Article

Protecting AI embedding vectors by using approximate distance preserving encryption for RAG applications

Secure sensitive embedding vectors from reverse-engineering attacks while maintaining semantic search accuracy using distance-comparison-preserving symmetric encryption (DCPE) in Java

By Alex Soto Bueno

Step by step, our applications are starting to integrate with AI, either using public cloud large language models (LLMs), such as OpenAI or GPT -3, or on-prem models, such as IBM Granite.

But integrating with any model has some important things you must be aware of:

A model predicts the best possible answer, which doesn't mean it is the right answer; the model can hallucinate.
A model generates an answer using the data that data scientists trained it on. If the data used to train the model was 5 years old, it would produce answers to your questions using outdated information. Fine-tuning or retraining the model is possible, but it requires significant time and resources.
A model is trained with non-sensitive data, as sometimes you might have security reasons to keep the data private. Additionally, you might want to allow users to query the model with updated documentation without needing to retrain it each time.
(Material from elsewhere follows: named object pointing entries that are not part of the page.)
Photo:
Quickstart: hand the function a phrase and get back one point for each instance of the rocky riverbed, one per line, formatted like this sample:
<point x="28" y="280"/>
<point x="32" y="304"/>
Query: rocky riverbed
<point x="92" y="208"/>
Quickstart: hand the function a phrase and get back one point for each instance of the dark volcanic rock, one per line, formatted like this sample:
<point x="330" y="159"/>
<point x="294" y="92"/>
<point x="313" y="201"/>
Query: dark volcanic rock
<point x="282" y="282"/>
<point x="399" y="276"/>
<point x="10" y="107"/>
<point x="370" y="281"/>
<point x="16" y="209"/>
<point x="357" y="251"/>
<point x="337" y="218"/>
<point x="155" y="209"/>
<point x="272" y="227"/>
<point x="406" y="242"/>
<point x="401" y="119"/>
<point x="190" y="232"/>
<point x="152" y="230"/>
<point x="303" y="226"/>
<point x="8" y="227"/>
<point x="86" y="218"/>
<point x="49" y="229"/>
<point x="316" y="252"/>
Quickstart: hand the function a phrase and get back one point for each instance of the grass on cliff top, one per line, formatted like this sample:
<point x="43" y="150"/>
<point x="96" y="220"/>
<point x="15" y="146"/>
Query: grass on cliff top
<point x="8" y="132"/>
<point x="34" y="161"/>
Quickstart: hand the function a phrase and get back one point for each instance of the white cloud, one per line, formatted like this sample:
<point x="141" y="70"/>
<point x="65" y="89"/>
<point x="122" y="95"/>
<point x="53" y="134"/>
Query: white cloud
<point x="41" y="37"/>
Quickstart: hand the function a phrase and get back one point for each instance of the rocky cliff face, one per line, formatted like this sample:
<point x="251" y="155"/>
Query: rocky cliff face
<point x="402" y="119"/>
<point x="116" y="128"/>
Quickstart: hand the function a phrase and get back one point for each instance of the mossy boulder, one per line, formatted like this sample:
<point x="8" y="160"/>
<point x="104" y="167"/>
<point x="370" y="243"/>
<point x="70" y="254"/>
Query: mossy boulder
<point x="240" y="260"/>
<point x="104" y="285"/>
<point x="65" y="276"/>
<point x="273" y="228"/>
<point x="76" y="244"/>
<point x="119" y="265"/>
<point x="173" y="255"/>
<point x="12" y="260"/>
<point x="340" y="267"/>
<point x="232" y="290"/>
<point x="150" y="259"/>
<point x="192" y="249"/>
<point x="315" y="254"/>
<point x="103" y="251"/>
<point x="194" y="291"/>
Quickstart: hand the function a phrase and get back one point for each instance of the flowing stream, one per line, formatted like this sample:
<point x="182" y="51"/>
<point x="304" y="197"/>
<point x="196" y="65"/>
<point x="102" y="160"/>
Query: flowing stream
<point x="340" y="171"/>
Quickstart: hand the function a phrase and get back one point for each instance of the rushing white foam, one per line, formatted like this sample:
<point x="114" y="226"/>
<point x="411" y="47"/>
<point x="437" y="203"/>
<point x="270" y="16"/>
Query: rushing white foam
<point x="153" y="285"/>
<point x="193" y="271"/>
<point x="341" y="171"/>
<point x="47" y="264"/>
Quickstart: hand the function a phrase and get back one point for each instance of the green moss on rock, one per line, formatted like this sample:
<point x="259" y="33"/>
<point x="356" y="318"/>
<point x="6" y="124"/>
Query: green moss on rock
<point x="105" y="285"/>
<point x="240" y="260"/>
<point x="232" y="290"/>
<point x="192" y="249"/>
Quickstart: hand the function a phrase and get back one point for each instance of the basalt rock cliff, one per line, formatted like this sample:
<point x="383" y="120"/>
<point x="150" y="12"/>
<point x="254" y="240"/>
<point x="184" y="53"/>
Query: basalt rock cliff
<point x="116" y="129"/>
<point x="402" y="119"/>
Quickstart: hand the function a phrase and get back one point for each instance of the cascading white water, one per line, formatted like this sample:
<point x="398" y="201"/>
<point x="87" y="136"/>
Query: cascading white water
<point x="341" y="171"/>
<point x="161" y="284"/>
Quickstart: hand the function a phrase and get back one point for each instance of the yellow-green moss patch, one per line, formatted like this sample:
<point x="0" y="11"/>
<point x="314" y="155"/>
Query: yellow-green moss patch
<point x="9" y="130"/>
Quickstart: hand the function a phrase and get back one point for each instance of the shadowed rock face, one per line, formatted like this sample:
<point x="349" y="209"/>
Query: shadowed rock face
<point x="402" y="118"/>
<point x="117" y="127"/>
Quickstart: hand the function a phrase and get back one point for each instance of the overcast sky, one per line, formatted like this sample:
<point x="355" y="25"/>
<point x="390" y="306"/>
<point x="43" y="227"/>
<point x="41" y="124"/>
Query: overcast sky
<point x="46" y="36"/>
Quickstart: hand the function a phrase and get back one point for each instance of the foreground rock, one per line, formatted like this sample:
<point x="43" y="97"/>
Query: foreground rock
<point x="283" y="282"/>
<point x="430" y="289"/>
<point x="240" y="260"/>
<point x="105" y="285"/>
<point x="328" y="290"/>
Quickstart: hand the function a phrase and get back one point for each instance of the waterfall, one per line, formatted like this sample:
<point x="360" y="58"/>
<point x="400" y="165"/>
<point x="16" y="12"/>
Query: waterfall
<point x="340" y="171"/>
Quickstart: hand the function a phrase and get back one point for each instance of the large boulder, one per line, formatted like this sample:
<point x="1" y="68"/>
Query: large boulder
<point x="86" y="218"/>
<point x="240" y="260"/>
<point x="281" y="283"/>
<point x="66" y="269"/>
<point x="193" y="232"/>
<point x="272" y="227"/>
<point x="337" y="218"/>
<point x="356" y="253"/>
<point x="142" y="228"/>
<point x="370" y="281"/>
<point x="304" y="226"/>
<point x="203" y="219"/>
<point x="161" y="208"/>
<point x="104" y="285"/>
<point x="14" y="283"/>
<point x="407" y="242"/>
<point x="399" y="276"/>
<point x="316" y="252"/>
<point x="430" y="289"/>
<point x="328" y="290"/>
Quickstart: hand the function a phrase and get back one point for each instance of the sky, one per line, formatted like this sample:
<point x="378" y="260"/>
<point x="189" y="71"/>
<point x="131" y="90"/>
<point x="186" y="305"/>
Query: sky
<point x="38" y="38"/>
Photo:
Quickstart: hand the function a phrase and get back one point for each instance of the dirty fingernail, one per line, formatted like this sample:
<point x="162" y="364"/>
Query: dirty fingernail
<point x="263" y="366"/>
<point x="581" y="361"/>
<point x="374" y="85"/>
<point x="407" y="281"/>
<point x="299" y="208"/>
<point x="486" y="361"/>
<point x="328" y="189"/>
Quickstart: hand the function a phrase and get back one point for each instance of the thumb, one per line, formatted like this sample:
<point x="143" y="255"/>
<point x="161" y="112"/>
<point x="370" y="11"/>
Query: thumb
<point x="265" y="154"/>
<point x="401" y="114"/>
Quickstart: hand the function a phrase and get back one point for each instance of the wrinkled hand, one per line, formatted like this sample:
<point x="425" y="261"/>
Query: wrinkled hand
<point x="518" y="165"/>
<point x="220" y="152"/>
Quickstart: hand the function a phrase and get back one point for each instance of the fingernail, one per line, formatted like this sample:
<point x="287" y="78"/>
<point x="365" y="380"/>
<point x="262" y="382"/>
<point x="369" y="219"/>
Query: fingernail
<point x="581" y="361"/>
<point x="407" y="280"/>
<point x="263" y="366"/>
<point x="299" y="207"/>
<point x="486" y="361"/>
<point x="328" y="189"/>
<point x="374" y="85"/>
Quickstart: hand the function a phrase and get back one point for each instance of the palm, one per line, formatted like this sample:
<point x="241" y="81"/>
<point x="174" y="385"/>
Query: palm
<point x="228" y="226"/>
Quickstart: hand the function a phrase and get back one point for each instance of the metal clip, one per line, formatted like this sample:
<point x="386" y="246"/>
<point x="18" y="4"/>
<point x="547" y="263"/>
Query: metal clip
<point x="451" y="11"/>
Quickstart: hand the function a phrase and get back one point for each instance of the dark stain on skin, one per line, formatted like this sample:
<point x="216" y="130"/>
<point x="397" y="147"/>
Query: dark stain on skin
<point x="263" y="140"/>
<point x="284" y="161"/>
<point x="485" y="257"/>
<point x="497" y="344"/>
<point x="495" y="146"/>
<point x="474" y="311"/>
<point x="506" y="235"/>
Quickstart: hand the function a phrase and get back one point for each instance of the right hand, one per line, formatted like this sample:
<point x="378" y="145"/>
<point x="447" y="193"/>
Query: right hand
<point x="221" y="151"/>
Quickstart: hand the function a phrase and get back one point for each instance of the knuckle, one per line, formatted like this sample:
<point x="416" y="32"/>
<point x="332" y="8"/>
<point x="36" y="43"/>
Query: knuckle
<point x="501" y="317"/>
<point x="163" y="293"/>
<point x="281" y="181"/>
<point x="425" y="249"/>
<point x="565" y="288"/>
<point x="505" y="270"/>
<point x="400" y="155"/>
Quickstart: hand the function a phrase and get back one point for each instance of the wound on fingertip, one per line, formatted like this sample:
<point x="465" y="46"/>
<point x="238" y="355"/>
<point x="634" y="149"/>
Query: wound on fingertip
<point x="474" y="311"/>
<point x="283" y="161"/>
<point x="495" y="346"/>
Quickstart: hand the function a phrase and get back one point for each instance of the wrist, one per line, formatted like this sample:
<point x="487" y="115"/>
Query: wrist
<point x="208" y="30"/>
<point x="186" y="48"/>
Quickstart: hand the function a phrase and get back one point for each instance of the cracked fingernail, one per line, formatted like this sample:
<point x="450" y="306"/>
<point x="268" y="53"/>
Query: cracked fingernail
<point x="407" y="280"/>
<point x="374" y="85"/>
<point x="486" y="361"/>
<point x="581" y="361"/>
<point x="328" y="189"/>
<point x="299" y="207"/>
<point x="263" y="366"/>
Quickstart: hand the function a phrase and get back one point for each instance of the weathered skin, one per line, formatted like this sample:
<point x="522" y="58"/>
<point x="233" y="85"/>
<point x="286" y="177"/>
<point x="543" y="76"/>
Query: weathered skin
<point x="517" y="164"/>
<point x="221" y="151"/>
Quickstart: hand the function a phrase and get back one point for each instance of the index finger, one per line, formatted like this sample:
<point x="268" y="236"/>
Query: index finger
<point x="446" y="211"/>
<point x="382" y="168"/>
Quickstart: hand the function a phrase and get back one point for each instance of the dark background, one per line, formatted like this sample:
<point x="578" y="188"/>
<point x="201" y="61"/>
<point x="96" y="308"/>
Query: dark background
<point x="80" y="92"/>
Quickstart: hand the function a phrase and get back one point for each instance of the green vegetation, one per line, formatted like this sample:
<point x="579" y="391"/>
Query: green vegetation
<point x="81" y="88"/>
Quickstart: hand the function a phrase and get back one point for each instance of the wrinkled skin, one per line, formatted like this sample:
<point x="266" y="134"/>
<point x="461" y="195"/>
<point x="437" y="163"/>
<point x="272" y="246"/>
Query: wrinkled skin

To address these issues, you can use the well-known retrieval-augmented generation (RAG) technique to enhance the model's context, enabling it to generate more accurate answers. RAG relies on embedding vectors to find the correct text or paragraphs for each question.

In this article, I'll explain one possible vector attack that can occur when using embedding vectors and how to mitigate it.

This article assumes that you have a good knowledge of embedding vectors and how to calculate them in LangChain4j. If you need a refresher, read this introductory article, "Calculating vector embeddings for semantic search and retrieval augmented generation (RAG)."

Security Treats

There is always a risk when using sensitive data, especially the risk of a data leak exposing it to untrusted users.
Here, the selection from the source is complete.